Но моя одержимость святым Себастьяном не была проявлением замешанной на садизме чувственности, как могло бы показаться мелкому человеку. В истории преторианского трибуна для меня была важна ее духовная подоплека. Кровь, стекающая по дереву, к которому был привязан казнимый, была кровью святого, и это придавало происходящему особый смысл. Меня волновало то, что в этой смерти красота сливается с чем-то более высоким.

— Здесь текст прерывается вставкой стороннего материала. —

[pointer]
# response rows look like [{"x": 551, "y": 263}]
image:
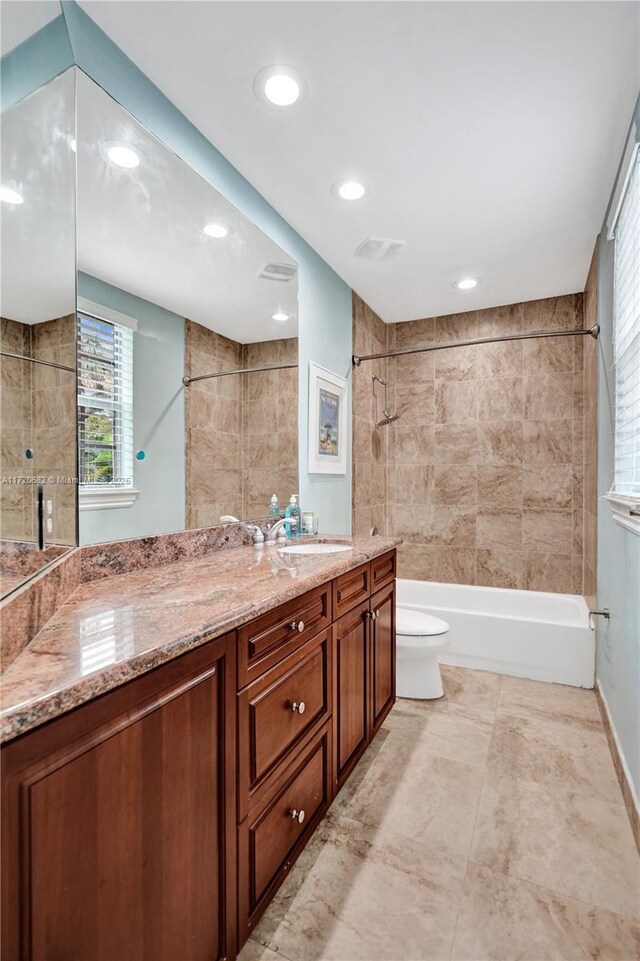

Себастьян был святым. Он был сосудом, в котором обитал бог, безраздельный хозяин всего театра жизни. Поэтому его убийство было на самом деле убийством бога – недаром в моих фантазиях Себастьян призывал бога Единственного в утро перед казнью, встав с пахнущего морскими водорослями ложа и облачаясь в свои скрипучие доспехи (интересно, что в детстве я так и представлял себе ложе римского офицера – источающим слабый аромат высушенных водорослей). А могло ли что-нибудь волновать душу сильнее, чем гибель высшего источника красоты?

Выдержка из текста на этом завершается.